Friday, August 31, 2018

Arogya Niketan



Arogya Niketan

Shubhendu Bandopadhyay, Bikash Roy, Ruma Guha Thakurta


When one first saw this film, it came across to begin with as a typical duel between old and new, tradition and knowledge. Until there was a turn where wisdom appeared, and courtesy, and knowledge that was hard earned with experience and sacrifices of pleasures, all wrapped up in the old tradition! It was a beginning of revelation, then. A subsequent viewing, equally by chance, but more attentive this time, brought out much more.

There was the loneliness deep in the cold lives of each character, with only one who knew who everyone was and hoped to find the bonds that existed, to make a home.

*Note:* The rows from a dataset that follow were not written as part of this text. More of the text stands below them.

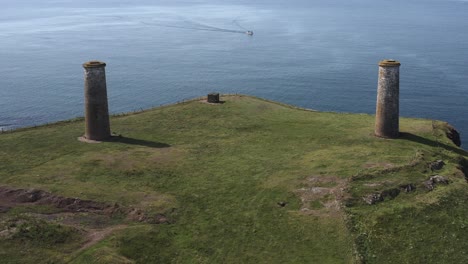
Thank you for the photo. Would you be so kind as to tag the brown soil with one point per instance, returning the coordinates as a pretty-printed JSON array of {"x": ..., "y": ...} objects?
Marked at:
[
  {"x": 96, "y": 235},
  {"x": 322, "y": 195},
  {"x": 93, "y": 218}
]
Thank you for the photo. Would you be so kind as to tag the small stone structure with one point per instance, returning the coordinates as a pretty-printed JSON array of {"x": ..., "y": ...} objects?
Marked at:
[
  {"x": 96, "y": 107},
  {"x": 388, "y": 93},
  {"x": 213, "y": 98}
]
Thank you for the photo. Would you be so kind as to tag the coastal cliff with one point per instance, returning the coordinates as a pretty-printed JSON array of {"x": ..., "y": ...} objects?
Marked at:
[{"x": 243, "y": 181}]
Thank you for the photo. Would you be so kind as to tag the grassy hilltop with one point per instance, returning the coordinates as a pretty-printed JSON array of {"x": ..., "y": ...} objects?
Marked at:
[{"x": 246, "y": 181}]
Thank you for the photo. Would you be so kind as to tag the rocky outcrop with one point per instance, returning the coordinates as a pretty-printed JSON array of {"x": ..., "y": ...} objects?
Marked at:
[
  {"x": 453, "y": 135},
  {"x": 433, "y": 181}
]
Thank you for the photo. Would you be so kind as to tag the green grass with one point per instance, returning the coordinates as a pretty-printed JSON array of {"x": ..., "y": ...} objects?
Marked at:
[{"x": 218, "y": 172}]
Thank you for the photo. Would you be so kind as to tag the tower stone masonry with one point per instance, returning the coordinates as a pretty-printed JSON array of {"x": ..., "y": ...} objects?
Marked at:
[
  {"x": 388, "y": 93},
  {"x": 97, "y": 126}
]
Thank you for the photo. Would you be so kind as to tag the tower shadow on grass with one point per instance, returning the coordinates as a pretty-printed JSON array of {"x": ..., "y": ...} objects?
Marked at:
[
  {"x": 432, "y": 143},
  {"x": 138, "y": 142}
]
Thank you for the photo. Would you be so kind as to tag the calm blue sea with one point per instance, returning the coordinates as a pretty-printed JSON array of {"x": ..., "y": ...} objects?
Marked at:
[{"x": 319, "y": 54}]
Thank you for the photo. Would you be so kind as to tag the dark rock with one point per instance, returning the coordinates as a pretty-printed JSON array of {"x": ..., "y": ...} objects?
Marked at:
[
  {"x": 282, "y": 204},
  {"x": 436, "y": 165},
  {"x": 433, "y": 181},
  {"x": 373, "y": 198},
  {"x": 408, "y": 187},
  {"x": 29, "y": 196},
  {"x": 4, "y": 209},
  {"x": 429, "y": 185},
  {"x": 213, "y": 98},
  {"x": 439, "y": 179},
  {"x": 392, "y": 193}
]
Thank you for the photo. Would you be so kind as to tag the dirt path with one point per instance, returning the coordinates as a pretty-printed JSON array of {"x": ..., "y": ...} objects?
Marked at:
[{"x": 96, "y": 235}]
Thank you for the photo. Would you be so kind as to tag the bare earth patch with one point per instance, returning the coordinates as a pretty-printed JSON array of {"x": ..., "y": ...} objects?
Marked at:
[
  {"x": 384, "y": 165},
  {"x": 322, "y": 195}
]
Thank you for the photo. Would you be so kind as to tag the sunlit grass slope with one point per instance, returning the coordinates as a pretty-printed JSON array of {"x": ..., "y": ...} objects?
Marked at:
[{"x": 219, "y": 173}]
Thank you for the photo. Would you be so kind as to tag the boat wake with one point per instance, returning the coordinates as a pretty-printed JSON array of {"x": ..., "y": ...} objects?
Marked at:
[{"x": 193, "y": 25}]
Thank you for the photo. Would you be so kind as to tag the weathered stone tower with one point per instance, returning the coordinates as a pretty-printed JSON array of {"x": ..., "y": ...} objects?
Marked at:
[
  {"x": 388, "y": 106},
  {"x": 96, "y": 108},
  {"x": 213, "y": 98}
]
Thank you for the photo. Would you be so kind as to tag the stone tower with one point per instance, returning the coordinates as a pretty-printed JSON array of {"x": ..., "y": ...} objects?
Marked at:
[
  {"x": 388, "y": 106},
  {"x": 96, "y": 107}
]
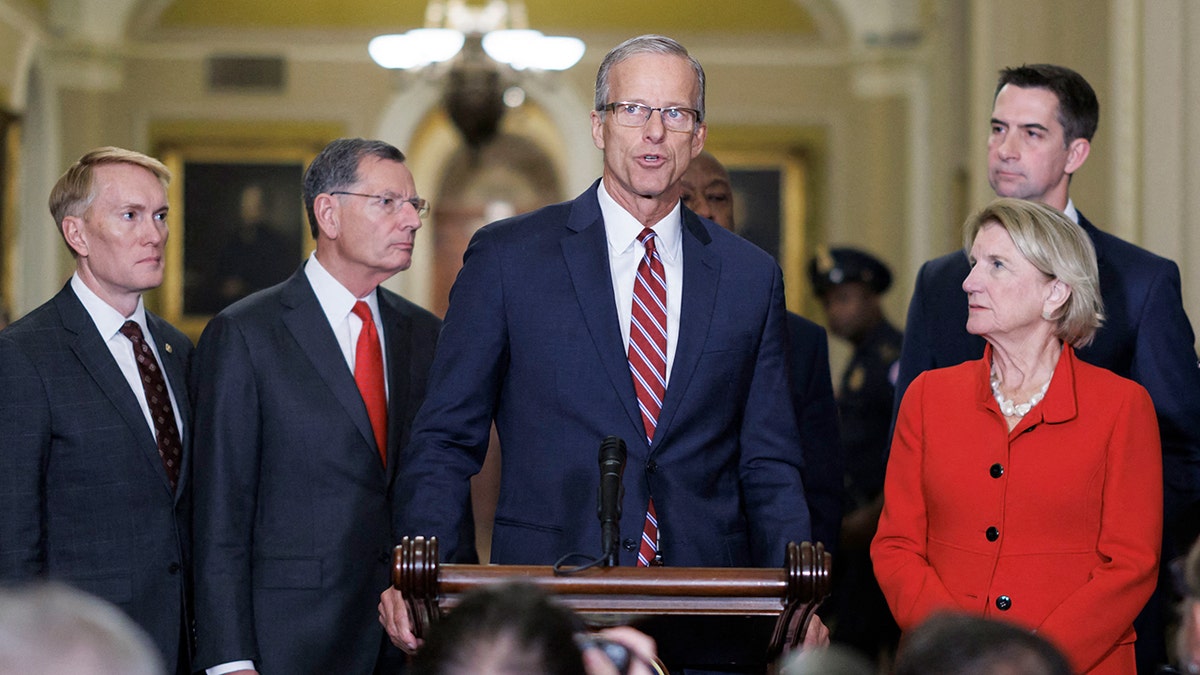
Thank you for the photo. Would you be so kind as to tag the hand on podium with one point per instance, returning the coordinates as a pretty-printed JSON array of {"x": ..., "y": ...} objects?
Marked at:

This loneliness was long accepted by the old couple with open eyed courage by one, grief of the mother by her, and by the young grandson with his pride holding him up despite the smarting of rejection that in fact was non existent - the old couple simply were unaware of the bonds!

And then, the climactic scene on the train station no longer seems so outrageously sentimental but is in fact all natural, and nor is it the climaxvafter all - that epithet belongs rightfully, when seen with a deeper perception, to the finale where the old man takes leave of his wife, telling her he isnt after all leaving her alone - he's brought her daughter in law, her grandson and his young new wife, to make a home with her. She never was alone, one realises, with all the depth of her husband's understanding of her.